In order to reduce daily peak water demands during periods of warmer weather, the Metro Vancouver regional district has enacted sprinkler restrictions starting June 1.


Metro Vancouver says abiding by lawn sprinkling restrictions will help reduce peak water demands in the summer, which will reduce environmental and taxpayer costs.

In the past, lawn sprinkling hours included times in the evening, but are now restricted to mornings before 9 a.m.

"This is because the demand for water is highest in the evening when most people prepare meals, wash dishes, do laundry, take showers and perform other domestic activities," the Metro Vancouver district said on its website.

"If businesses and residents continue to conserve water, Metro Vancouver can defer building higher dams, bigger pump stations and larger water mains. Morning-only lawn sprinkling will help minimize additional costs, for both taxpayers and the environment," it says.

Residential properties in the Greater Vancouver Water District with even-numbered addresses are allowed to have lawns watered between 4 a.m. and 9 a.m. Monday, Wednesday and Saturday and residents at odd-numbered addresses are allowed to water during the same times but on Tuesday, Thursday and Sunday.

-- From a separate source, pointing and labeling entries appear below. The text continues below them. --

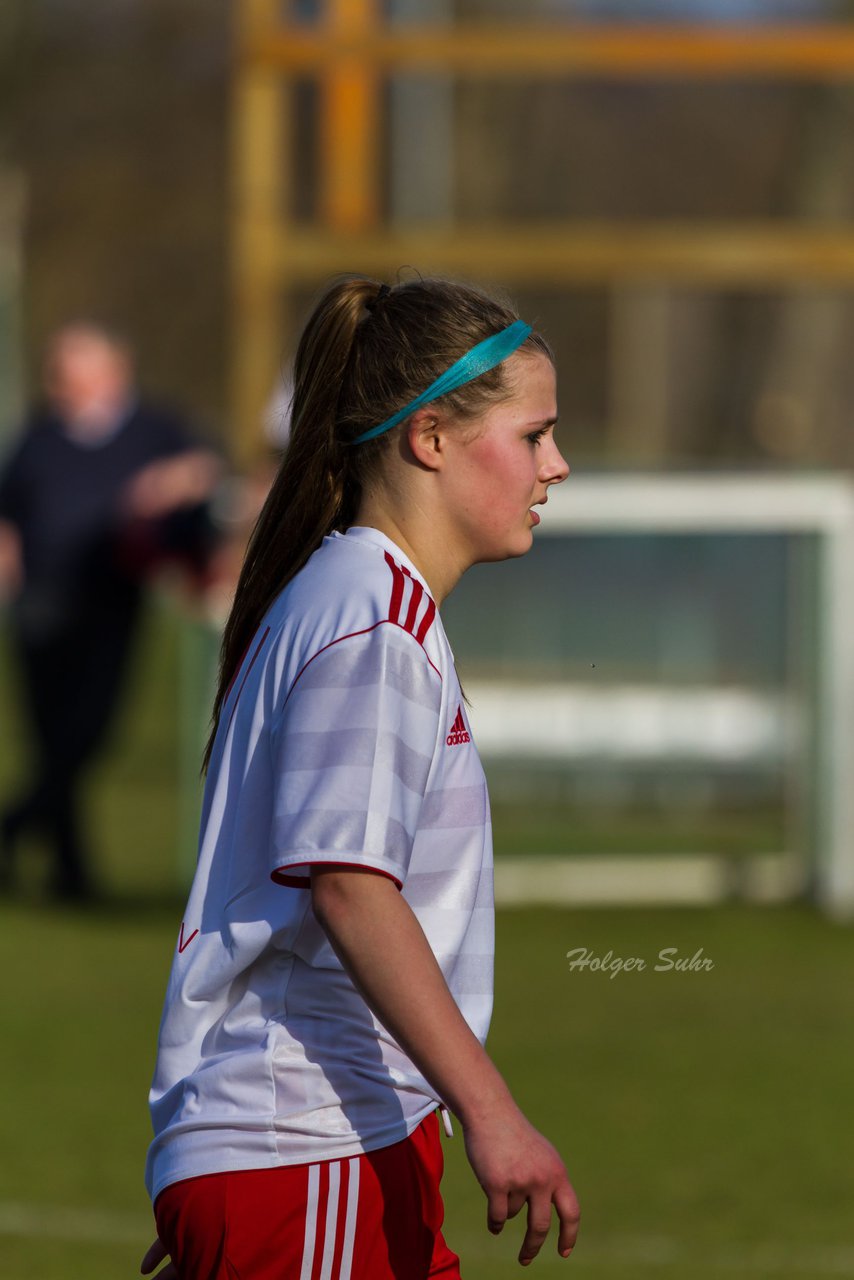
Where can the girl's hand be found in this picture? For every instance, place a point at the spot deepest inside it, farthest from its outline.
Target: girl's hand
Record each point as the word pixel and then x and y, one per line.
pixel 154 1257
pixel 516 1166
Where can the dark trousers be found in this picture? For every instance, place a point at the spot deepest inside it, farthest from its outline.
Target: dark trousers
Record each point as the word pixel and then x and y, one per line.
pixel 71 684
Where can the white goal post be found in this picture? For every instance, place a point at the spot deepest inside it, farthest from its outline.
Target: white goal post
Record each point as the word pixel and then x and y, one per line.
pixel 743 503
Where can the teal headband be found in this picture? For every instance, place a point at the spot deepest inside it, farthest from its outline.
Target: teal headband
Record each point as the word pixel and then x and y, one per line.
pixel 475 362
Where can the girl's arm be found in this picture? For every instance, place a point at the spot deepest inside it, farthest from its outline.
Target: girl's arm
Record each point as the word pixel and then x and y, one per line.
pixel 382 946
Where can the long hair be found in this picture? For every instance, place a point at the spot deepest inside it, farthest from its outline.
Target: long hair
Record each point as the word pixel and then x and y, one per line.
pixel 365 352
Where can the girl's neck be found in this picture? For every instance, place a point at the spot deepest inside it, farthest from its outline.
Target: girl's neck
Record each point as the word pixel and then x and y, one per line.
pixel 420 540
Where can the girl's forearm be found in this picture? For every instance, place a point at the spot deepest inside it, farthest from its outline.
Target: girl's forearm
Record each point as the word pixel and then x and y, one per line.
pixel 380 944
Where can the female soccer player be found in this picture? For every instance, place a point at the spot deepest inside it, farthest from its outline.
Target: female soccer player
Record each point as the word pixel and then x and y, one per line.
pixel 332 982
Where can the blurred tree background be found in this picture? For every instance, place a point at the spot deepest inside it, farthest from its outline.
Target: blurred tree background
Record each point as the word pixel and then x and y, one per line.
pixel 115 114
pixel 115 127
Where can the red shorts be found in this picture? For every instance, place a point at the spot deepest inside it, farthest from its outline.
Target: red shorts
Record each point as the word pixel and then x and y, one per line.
pixel 370 1217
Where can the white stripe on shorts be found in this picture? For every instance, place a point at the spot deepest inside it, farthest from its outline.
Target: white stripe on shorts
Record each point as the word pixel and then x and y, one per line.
pixel 332 1220
pixel 311 1223
pixel 350 1221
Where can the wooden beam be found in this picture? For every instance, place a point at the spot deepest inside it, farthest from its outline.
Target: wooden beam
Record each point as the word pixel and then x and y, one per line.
pixel 350 123
pixel 804 51
pixel 718 255
pixel 259 200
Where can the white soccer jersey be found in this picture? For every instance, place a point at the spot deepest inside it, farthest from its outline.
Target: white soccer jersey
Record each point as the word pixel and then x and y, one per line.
pixel 343 739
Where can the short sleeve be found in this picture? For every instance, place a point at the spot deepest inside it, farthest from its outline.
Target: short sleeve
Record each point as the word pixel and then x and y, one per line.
pixel 352 753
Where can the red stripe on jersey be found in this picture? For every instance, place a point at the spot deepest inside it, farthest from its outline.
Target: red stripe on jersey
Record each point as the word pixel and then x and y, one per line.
pixel 418 592
pixel 350 636
pixel 304 881
pixel 397 590
pixel 427 621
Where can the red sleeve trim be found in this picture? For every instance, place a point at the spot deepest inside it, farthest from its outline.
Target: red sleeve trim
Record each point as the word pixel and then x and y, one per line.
pixel 282 876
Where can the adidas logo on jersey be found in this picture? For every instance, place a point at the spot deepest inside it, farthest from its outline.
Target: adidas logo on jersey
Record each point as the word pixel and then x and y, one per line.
pixel 459 732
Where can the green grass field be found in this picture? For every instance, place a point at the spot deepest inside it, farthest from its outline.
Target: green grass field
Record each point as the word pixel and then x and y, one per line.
pixel 704 1116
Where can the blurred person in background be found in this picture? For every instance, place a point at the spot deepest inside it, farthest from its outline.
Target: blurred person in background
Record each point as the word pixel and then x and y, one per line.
pixel 100 490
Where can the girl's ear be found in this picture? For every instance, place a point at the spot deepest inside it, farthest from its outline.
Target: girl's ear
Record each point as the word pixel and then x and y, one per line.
pixel 425 434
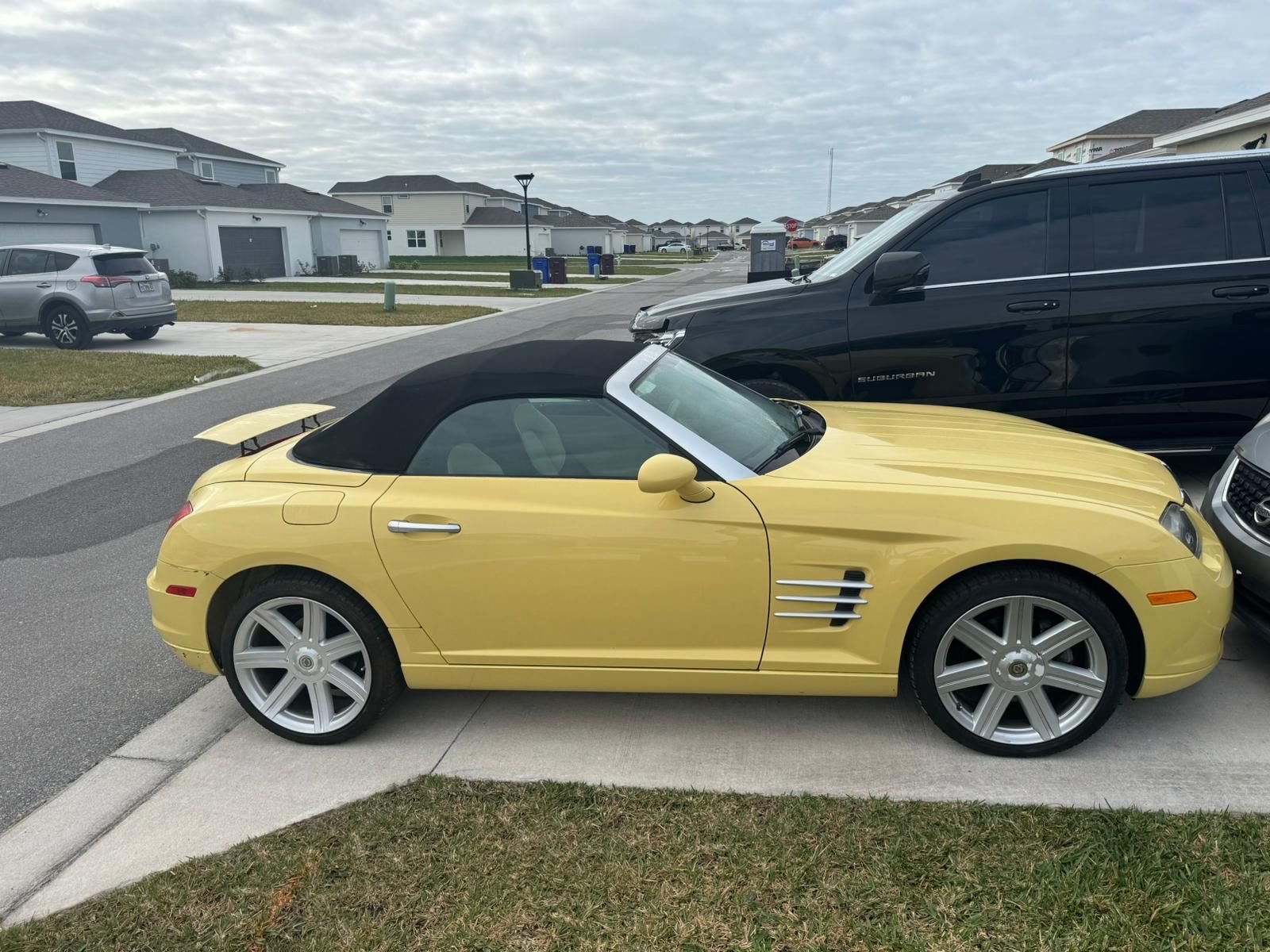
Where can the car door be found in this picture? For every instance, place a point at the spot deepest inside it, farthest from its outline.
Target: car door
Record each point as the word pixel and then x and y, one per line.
pixel 29 276
pixel 1170 333
pixel 520 537
pixel 988 329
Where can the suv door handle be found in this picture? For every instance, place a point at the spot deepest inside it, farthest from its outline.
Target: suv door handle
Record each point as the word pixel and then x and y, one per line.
pixel 1240 291
pixel 410 527
pixel 1032 306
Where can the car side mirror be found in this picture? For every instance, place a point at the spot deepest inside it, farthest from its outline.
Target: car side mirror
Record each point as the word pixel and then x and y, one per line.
pixel 895 271
pixel 673 474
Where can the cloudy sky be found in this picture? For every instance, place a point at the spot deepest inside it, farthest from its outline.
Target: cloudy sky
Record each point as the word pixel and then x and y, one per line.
pixel 639 109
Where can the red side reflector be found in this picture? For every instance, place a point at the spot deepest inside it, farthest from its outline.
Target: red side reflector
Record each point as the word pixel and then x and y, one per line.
pixel 182 513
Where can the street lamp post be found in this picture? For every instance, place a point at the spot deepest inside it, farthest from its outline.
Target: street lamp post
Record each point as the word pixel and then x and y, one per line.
pixel 525 179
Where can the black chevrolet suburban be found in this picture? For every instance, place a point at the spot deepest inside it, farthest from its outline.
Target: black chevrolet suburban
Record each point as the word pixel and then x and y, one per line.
pixel 1128 300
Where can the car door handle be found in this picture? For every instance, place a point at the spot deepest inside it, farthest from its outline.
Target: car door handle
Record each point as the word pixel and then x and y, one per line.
pixel 1240 291
pixel 408 527
pixel 1032 306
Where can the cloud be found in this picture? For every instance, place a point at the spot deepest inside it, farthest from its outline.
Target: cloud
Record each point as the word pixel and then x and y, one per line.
pixel 645 111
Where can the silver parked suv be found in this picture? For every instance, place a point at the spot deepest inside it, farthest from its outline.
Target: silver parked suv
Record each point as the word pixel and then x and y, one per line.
pixel 71 292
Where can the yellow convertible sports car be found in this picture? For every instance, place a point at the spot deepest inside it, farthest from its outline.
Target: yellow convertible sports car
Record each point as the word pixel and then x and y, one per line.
pixel 602 516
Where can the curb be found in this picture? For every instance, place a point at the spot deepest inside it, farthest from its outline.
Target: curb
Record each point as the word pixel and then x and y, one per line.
pixel 44 843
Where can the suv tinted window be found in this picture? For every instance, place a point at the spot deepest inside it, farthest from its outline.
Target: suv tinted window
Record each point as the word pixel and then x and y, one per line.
pixel 29 262
pixel 537 437
pixel 999 238
pixel 116 266
pixel 1157 221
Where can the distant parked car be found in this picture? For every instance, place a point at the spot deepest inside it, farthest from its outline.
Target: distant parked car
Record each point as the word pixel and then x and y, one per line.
pixel 1237 507
pixel 73 292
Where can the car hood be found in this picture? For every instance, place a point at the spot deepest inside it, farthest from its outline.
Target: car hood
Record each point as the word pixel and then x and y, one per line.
pixel 972 448
pixel 732 295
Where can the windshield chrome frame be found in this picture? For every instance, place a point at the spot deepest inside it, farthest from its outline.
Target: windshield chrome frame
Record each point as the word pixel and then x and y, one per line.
pixel 620 387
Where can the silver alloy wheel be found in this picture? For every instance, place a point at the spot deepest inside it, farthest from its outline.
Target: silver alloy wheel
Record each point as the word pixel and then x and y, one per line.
pixel 302 666
pixel 1022 670
pixel 64 327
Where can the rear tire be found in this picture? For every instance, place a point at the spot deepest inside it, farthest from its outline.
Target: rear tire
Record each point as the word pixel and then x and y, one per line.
pixel 67 328
pixel 309 659
pixel 1019 662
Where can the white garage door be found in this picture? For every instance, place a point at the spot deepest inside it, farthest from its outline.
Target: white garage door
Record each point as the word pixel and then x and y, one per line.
pixel 44 234
pixel 364 244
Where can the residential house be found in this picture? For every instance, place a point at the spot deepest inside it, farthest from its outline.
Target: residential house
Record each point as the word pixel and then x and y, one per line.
pixel 266 228
pixel 1130 130
pixel 79 150
pixel 41 209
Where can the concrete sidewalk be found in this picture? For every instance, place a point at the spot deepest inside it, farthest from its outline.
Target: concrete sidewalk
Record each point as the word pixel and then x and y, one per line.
pixel 267 344
pixel 206 777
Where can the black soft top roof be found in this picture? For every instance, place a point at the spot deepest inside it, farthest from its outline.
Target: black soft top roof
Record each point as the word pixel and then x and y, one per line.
pixel 384 435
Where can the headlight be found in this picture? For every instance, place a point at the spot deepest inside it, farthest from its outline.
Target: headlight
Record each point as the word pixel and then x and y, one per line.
pixel 1180 527
pixel 647 321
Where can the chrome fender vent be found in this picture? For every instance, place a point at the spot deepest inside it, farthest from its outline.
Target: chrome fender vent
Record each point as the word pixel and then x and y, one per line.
pixel 845 597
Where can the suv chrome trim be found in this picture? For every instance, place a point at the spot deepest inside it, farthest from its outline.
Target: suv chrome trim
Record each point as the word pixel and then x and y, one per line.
pixel 1149 162
pixel 620 389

Businesses are restricted to sprinkling between 1 a.m. and 6 a.m., with even-numbered addresses allowed to do so Monday and Wednesday, and odd-numbered addresses permitted Tuesday and Thursday. Businesses are also permitted to sprinkle from 4 a.m. to 9 a.m. on Fridays.

Metro Vancouver also notes there are many exemptions to the lawn sprinkling regulations, including:

  • Newly-planted lawns, with the purchase of a special municipal permit 
  • Flower and vegetable gardens, decorative planters, shrubs and trees.
  • Pools, spas, water play parks and fountains.
  • Washing cars or boats using a spring-loaded shutoff nozzle.
  • Sports playing fields and school yards.
  • Lawns at golf courses and turf farms.
  • Artificial turf requiring wetting and outdoor tracks requiring hosing for dust control or safety.

Metro Vancouver says homeowners and business owners can also choose to not water their lawns at all, letting the grass instead "go dormant" until the rains come back in the fall, and should consider replacing their lawns with drought-resistant plants that require less water.

The Greater Vancouver Water District includes Anmore, Burnaby, Coquitlam, Delta, Electoral Area A (which includes the University of British Columbia, Langley City, Langley Township, Maple Ridge, New Westminster, North Vancouver City, North Vancouver District, Pitt Meadows, Port Coquitlam, Port Moody, Richmond, Surrey, Tsawwassen, Vancouver, the Village of Belcarra and West Vancouver.

The lawn sprinkling regulations remain in effect until Sept. 30.